私が谷川史子さんという作家さんを知るきっかけになった作品です。
他にも短編が収録されていますが、飛び抜けて表題作の「積極 愛のうた」に惚れ込んでしまいました。

愛情深く奥ゆかしく、そして高い知性と教養をさり気なく漂わせる鳥野教授。美幹ちゃんが心から惹かれ、想いを寄せずにいられないのが分かります。
本当に誰かを愛することを知ったために失ったもの、自分の最低さを思い知って、それでもやっぱり、美幹ちゃんは鳥野教授に出会えて良かったのだと、読んでいて自然に思えました。

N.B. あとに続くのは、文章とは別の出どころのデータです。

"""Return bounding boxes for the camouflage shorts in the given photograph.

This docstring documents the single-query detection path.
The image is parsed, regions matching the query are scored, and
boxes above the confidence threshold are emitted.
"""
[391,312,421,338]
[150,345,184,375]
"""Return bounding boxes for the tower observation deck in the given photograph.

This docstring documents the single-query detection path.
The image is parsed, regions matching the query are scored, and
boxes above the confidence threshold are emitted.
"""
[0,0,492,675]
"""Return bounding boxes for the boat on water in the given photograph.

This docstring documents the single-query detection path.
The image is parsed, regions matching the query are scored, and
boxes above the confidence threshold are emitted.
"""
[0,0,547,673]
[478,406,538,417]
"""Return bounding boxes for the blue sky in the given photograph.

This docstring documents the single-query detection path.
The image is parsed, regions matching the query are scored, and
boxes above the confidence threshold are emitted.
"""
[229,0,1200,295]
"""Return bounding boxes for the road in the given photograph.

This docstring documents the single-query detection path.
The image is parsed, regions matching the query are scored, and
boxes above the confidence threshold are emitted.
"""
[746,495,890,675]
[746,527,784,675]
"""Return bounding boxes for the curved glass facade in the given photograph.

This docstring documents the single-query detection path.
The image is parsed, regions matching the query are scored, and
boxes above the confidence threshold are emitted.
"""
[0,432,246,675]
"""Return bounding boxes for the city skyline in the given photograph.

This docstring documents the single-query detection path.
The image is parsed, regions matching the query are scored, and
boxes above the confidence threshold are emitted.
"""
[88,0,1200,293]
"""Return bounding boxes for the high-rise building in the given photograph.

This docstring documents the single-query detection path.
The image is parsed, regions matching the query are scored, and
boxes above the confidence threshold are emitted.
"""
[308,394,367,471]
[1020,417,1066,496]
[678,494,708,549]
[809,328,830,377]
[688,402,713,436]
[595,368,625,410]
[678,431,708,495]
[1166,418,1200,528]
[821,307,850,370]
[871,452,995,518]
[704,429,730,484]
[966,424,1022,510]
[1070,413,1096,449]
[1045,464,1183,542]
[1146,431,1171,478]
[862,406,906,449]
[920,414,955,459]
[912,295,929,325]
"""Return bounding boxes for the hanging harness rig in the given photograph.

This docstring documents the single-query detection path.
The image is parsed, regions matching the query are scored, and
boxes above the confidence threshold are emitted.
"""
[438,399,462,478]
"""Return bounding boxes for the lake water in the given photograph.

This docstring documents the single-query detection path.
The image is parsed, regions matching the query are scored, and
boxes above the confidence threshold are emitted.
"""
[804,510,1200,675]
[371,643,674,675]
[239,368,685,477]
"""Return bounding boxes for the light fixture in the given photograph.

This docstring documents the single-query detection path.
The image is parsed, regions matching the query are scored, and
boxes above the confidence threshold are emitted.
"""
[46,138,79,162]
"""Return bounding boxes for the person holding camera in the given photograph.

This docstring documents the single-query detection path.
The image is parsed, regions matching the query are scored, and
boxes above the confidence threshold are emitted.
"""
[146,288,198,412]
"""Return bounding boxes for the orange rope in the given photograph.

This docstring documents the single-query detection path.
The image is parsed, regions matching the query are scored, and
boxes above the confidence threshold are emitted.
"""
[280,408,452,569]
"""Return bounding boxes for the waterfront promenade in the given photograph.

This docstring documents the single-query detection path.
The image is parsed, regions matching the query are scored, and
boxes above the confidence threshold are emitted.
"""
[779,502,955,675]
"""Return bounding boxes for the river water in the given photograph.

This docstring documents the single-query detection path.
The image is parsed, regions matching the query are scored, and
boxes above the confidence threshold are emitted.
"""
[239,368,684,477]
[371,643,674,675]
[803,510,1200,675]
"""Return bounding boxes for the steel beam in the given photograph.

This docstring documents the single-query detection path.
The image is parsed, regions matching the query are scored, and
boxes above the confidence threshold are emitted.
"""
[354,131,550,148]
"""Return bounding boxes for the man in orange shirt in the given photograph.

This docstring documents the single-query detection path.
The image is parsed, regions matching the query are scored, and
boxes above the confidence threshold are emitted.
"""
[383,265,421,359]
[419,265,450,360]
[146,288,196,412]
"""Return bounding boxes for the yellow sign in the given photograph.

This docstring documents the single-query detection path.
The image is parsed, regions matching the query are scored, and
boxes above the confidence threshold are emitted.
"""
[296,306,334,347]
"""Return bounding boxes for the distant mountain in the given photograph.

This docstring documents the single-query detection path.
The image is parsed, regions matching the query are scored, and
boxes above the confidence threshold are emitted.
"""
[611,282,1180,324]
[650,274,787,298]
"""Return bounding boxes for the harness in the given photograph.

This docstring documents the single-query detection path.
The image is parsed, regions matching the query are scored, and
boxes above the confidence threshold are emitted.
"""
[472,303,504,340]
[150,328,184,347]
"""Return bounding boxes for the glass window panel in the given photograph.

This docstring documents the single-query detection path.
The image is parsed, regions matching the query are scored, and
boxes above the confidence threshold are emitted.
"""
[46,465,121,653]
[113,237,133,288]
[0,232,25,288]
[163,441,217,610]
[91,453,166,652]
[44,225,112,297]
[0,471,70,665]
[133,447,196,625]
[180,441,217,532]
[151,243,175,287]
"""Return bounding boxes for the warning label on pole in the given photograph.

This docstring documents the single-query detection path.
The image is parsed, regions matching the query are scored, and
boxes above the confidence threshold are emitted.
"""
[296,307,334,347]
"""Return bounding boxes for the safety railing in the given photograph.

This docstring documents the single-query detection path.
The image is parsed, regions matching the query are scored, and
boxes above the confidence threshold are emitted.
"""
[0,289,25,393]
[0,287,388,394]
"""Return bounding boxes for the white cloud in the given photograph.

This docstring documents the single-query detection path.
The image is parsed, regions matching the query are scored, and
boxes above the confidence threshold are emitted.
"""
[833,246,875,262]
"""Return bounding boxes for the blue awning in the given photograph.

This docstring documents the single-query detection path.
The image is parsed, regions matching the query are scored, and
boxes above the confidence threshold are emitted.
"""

教授が美幹ちゃんに渡した物、それが最後の最後に題名とつながって、その意味がわかったときに目の奥が熱くなりました。こういう温かさと教養と愛情に満ちた想いの伝え方、受け取ることができた美幹ちゃんはとても幸せだったと思います。

ナイスレビュー: 0

[投稿:2013-01-09 10:52:25] [修正:2013-01-09 10:52:25] [このレビューのURL]

8点 とろっちさん

すごく柔らかく、それでいて凛としている表題作。

意外性やどんでん返しなどとは無縁な作風で、そんな展開は起こるべくもないですが、
それでもこの終わり方は今まで読んできた漫画の中でもかなりの出来。

幸福、悲哀、充足、寂寥、出会い、別れ。
様々な感情、想いが入り交じりながら形成されたこの作品。
普通は色を重ねていくとどんどん濃く黒くなっていくものなのに、この人の漫画は違います。
そういう想いを重ねていくとどんどん透き通っていく。 実に不思議。

奥ゆかしいまでの、純然たる「積極」。
タイトルから何からすべてがほぼ完璧。 参った。
読み終えて読者の心に一片の光が射すような、そんな温かみのある作品です。


その他2作品収録。 その他扱いして申し訳ないですが、その他としか思えないぐらいに
表題作にインパクトがありました。
ただその中でも「スパイラル ホリディ」はテンポも構成もラストも良く、良質なドタバタコメディ。
「風の道」は普通の少女漫画かな。

ナイスレビュー: 0

[投稿:2011-05-29 16:40:51] [修正:2011-05-29 16:41:54] [このレビューのURL]

9点 blackbirdさん

この作者はたくさんの短編を描いていますが、決してハッピーエンドばかりではないんですよね。
ほわっとした雰囲気、付き合い始めたころの暖かい雰囲気の幸福感に包まれているかと思えば、そこにふっと辛い現実や別れが訪れることも。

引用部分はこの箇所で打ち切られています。